[PYTHON] Sample program and execution example of ensemble learning (Stacked generalization)

Introduction

This article uses Python 2.7, numpy 1.11, scipy 0.17, scikit-learn 0.18, matplotlib 1.5, seaborn 0.7, pandas 0.17. It has been confirmed to work on jupyter notebook.

When solving simple classification problems with Kaggle, I often use ML Wave's Ansembling-guide. There weren't many sites in Japanese, so I wrote a sample program as well.

table of contents

  1. Data generation
  2. Preparation of classifier for use in ensemble learning
  3. Implementation of ensemble learning
  4. Evaluation
  5. Reference

1. Data generation

If you have your own data, please ignore this.

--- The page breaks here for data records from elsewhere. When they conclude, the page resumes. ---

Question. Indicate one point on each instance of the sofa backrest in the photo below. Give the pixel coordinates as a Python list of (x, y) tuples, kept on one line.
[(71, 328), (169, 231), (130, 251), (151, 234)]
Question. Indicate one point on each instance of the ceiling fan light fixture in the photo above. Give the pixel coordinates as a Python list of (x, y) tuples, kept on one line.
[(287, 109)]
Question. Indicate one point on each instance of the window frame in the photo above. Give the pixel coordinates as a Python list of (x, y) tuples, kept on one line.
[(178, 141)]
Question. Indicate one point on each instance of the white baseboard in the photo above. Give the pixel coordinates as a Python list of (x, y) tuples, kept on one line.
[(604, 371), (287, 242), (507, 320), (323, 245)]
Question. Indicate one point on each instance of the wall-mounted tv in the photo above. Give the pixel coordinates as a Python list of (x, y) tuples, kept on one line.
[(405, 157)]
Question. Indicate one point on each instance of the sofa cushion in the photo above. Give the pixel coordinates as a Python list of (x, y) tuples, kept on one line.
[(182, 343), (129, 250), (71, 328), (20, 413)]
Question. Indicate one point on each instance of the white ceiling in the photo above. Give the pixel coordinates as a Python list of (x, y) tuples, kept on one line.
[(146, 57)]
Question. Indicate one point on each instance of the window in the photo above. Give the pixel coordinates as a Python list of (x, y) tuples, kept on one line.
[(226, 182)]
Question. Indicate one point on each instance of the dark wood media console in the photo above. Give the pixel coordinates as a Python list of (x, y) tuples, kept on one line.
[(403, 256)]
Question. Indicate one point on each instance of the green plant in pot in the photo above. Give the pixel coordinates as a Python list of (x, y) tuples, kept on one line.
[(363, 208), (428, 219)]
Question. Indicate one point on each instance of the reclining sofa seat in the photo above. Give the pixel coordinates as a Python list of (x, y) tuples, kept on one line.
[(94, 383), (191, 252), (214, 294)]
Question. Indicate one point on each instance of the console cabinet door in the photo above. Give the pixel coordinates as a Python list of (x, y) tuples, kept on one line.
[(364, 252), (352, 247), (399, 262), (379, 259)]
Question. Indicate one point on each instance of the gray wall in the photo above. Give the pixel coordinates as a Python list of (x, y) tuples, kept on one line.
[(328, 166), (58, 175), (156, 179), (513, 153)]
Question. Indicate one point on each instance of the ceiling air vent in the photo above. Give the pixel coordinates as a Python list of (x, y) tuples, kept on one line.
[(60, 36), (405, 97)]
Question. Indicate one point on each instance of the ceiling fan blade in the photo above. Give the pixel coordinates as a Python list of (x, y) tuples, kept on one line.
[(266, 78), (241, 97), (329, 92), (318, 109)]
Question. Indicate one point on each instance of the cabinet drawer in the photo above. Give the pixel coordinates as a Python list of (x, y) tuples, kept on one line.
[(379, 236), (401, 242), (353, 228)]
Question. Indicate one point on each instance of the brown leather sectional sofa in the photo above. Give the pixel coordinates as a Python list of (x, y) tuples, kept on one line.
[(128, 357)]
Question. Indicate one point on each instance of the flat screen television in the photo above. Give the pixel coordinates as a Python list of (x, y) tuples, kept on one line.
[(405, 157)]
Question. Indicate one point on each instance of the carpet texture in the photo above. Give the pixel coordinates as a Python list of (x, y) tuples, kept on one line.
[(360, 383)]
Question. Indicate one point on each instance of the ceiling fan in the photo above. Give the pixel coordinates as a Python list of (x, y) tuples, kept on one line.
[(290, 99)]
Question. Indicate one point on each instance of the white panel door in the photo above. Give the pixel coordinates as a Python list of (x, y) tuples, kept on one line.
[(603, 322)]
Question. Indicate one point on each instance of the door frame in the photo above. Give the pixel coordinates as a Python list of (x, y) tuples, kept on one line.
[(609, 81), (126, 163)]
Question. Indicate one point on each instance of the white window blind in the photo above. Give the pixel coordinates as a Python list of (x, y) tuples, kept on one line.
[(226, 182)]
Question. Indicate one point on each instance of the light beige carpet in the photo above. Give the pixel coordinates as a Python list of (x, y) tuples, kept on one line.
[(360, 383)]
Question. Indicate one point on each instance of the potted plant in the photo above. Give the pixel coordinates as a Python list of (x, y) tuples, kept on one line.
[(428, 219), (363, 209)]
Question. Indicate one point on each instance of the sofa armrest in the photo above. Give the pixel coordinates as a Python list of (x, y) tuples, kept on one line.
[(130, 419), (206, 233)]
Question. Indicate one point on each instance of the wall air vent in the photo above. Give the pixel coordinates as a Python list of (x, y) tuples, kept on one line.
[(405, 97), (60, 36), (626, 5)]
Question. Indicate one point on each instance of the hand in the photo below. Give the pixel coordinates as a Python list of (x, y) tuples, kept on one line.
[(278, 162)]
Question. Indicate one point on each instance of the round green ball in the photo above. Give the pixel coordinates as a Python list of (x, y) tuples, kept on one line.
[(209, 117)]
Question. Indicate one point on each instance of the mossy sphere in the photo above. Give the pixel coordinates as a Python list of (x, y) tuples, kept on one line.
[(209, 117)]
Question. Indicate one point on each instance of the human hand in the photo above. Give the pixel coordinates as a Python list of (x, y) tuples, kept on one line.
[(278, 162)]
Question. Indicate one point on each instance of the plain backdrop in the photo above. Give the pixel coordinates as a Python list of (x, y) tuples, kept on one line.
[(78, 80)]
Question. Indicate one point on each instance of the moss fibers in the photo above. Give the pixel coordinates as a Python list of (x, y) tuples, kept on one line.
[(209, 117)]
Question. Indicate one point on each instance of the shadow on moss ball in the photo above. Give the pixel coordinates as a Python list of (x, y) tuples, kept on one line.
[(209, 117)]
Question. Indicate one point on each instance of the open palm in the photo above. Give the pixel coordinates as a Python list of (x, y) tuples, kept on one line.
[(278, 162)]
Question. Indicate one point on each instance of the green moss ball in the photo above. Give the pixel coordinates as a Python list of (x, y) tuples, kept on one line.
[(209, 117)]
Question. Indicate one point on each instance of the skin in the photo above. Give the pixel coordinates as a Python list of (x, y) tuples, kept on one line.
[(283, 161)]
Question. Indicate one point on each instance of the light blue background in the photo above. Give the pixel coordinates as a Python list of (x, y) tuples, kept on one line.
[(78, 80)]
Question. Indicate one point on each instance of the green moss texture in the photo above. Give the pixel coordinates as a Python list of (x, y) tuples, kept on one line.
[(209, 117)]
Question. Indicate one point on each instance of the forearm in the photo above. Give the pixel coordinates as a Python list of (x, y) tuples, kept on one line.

Use make_classification of here to create 2000 samples of 3D 2 class data. Make_classification (flip_y = 0) is used to align the label data ratio to 1: 1.

After that, the generated data is divided into train and test in half.

make_classification.py


from sklearn.datasets import make_classification
import pandas as pd
import numpy as np

n_features = 3
n_samples = 2000
data = np.c_[make_classification(n_samples=n_samples, n_features=n_features, n_redundant=1, n_informative=2,n_clusters_per_class=2, n_classes=2, flip_y=0)]

train = test = np.empty((0,n_features+1), float)
for d in [data[data[:, n_features]==0], data[data[:, n_features]==1]]:
    np.random.shuffle(d)
    train = np.append(train, d[:(n_samples/4)], axis=0)
    test = np.append(test, d[(n_samples/4):], axis=0)
map(lambda x: np.random.shuffle(x), [train, test])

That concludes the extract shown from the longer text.